Look north; look south; look east and west. Everywhere we look, we see one threatening environmental crisis after another. Species extinctions, PFAS contamination of soil and water, microplastics in human breast milk, ocean acidification and, of course, global warming and climate change.
Conservation and renewable-energy development directly address a good portion of these environmental threats, providing reason for optimism. But, as defined by the 1987 World Commission on Environment and Development (now known as the Brundtland Report), truly sustainable renewable-energy development must “meet the needs of the present without compromising the ability of future generations to meet their own needs.”
The future – our children and grandchildren – ought not to face, as a result of our actions today, a seriously reduced range of options and choices, as they try to adapt to the environment they face.
In order to maintain options in the future, and for a plethora of other good reasons, natural places, things and processes must be preserved. For at least the past 75 years, we have been degrading and eliminating the natural systems on which humans and all life depend. Future economic and social opportunities are under threat from continuing environmental destruction, decreasing biodiversity and climate change. The economics of climate change, and our response to climate change, cannot be divorced from considerations of intergenerational justice and ethics.
This dilemma of growth and development – the desire to maintain economic stability and the need to remain within ecological limits – is nowhere better highlighted than in discussions about Maine’s ambitious offshore wind hopes.
Offshore wind offers highly desirable renewable-energy development. In order to pursue research and development of offshore wind energy in the Gulf of Maine, however, the 800-foot-tall and massively heavy wind turbines need a place to be manufactured, assembled and launched. Under the direction of the Maine Department of Transportation, several potential locations for such a facility are under review, chief among them Mack Point and Sears Island in Penobscot Bay and Estes Head Port of Eastport.
Consultants to Maine DOT concede that any one of the three locations mentioned above could accommodate the offshore wind facility. Yet Maine DOT actions and internal documents show a strong preference for developing Sears Island.

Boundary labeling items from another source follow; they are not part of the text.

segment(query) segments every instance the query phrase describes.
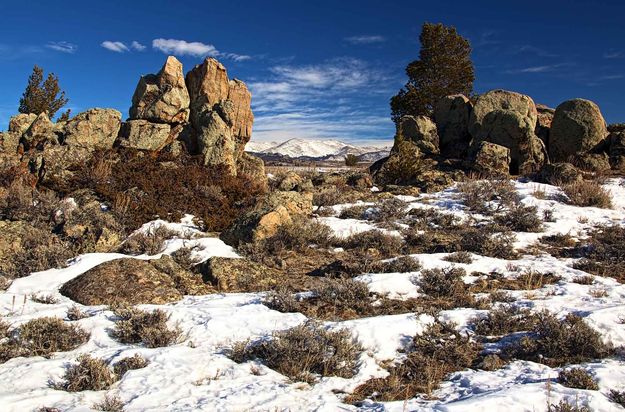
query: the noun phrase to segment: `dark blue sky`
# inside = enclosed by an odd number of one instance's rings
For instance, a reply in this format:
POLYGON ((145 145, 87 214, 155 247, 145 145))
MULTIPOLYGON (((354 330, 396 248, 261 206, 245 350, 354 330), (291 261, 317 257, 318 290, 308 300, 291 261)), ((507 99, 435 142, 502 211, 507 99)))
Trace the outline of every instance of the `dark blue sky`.
POLYGON ((624 2, 507 3, 10 2, 0 25, 0 127, 33 64, 60 77, 74 113, 114 107, 127 116, 139 76, 171 53, 185 71, 216 56, 248 83, 255 140, 390 139, 388 100, 426 21, 471 40, 477 92, 505 88, 552 107, 584 97, 608 122, 625 122, 624 2))

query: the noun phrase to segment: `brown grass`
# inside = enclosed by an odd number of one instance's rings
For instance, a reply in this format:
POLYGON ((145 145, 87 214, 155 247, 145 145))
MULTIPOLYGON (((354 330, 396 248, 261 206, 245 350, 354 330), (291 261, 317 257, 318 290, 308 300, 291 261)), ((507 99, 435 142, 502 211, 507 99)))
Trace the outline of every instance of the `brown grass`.
POLYGON ((361 351, 349 331, 331 331, 307 321, 274 332, 269 340, 239 343, 230 357, 235 362, 259 359, 292 380, 312 383, 318 376, 353 377, 361 351))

Meanwhile, port operators at Mack Point and Eastport are eager to host such a facility and information about both of those sites indicates that the necessary criteria – acreage, deep water, unobstructed access to the Gulf of Maine – for supporting the facility are present.
Even a cursory appreciation of these three sites will quickly notice that Sears Island remains undeveloped, providing a wide array of ecological services almost too numerous to count, whereas Mack Point and Eastport are already developed.
Sears Island’s ecological diversity, called “exceptional” and “uncommon” by federal agencies, contributes to the productivity, economy and enjoyment of Penobscot Bay. The working ports at Mack Point and Estes Head have the capability and desire to expand.
Maine can (1) ensure that the least environmentally damaging plan for an offshore wind facility is pursued; (2) favor adapting outdated, underutilized locations, and (3) avoid damaging intact, undeveloped and ecologically significant locations.
The sustainable development choice is clear. Developing a substantial offshore wind facility at Mack Point or Eastport would eliminate almost no or very few natural functions and largely repurpose those ports without restricting current uses. Developing such a facility at Sears Island would cause environmental destruction, decrease biodiversity and exacerbate climate change.
We have a choice. Let’s make the right choice, the sustainable choice, for today and for the future.